Posted by: philtech2465 -
Feb. 22, 2021 4:05 PM ET USA
Excellent article, Fr Polorsky! Your "provisional definition" of racism is the best I have seen. And thank you for pointing out how neo-Marxist theory has impacted the discussion of racism.
Posted by: doughlousek7433 -
Feb. 20, 2021 12:36 PM ET USA
Well put! Yes, our Bishops need to think before they act, and it's apparent that they don't on many issues. That they consider thes "issues" themselves more important than concentrating on the salvation of souls, and teaching the basics of oour faith, is a failing of what Jesus taught, and in some cases, denies Church teaching. We must pray for what we, as Catholic Christians should be doing and if we do those things, God will provide the answers and help us to recover.
Posted by: jonesd1936 -
Feb. 20, 2021 11:48 AM ET USA
Thank you, Father, for calling out the Lefties on the USSCB staff. They are a canker on the good work of our Bishop as well as most of our nation's Bishops !

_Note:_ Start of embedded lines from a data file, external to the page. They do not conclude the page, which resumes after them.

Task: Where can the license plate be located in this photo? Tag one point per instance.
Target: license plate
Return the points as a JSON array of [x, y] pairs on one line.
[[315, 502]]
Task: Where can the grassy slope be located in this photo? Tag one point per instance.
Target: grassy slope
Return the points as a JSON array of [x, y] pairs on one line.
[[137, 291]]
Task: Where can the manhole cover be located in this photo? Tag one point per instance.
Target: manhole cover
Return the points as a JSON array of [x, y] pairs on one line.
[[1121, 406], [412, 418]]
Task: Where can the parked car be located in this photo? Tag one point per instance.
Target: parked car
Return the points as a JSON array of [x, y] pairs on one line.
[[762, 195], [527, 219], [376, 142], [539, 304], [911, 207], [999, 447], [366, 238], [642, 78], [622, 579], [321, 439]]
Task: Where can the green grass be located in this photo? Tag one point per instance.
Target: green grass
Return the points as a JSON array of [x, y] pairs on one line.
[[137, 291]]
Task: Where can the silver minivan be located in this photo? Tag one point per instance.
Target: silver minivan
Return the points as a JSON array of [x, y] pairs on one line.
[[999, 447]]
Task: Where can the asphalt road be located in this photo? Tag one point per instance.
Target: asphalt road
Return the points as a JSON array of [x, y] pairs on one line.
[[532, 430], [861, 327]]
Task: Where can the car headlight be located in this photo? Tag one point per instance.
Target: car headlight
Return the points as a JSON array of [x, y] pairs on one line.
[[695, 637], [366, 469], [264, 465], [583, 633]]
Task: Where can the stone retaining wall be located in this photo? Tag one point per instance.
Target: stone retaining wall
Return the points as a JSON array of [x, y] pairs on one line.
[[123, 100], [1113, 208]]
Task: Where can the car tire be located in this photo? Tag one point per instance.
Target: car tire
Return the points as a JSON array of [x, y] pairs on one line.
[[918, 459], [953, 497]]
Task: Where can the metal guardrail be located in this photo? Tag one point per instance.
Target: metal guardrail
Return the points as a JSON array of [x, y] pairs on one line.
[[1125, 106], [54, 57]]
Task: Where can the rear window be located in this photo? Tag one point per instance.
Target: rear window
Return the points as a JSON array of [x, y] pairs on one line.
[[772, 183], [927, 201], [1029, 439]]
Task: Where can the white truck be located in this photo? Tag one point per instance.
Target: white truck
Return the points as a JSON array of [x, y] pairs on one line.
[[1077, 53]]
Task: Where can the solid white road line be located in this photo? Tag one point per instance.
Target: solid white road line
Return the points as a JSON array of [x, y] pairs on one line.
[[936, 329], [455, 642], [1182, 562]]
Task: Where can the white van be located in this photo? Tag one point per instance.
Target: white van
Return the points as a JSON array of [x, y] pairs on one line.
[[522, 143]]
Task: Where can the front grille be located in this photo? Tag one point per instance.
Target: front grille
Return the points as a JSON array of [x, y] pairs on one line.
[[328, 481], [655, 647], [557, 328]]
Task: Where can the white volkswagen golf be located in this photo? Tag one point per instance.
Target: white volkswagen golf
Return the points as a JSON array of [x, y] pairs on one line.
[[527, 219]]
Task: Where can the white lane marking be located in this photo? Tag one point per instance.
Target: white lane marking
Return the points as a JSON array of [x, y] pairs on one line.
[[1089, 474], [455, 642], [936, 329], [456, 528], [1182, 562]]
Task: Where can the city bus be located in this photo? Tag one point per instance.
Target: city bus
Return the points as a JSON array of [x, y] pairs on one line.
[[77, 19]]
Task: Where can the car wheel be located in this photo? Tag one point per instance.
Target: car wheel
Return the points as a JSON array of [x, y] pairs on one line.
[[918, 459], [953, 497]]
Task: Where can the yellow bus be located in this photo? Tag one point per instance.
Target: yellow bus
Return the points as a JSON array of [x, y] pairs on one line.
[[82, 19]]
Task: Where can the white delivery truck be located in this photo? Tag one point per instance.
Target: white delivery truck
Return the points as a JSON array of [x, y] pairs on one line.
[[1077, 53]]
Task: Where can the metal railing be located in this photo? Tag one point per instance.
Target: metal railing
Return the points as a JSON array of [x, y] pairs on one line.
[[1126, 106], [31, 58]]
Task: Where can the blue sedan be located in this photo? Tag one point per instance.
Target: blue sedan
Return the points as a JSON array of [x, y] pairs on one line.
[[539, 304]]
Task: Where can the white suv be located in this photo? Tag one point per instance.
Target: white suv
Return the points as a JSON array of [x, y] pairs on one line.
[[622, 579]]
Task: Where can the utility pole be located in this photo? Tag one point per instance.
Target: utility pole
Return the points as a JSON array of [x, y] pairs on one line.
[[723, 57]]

Posted by: murielkinsella4241 -
Feb. 20, 2021 10:16 AM ET USA
The overuse of the term 'systemic' is evident in the manipulative natureof 'woke' politics. Its over use bolsters a particular view of society for which people have no evidence or, perhaps, because they are too lazy to actually research the subject. In Ireland debate is no longer permitted on key issues; have a different opinion on gender and you are a 'phobe' and it's evidence of 'systemic' homophobia/transphobia. Fewer female politicians is evidence of 'systemic'sexism. The power of a word.
Posted by: FredC -
Feb. 19, 2021 8:10 PM ET USA
Father has a good definition of systemic racism (segregation laws). When I asked a group of people who bemoan systemic racism to give me a current example, they were unable to do so. The term "systemic racism" seems to be used so that the user does not need to cite an example.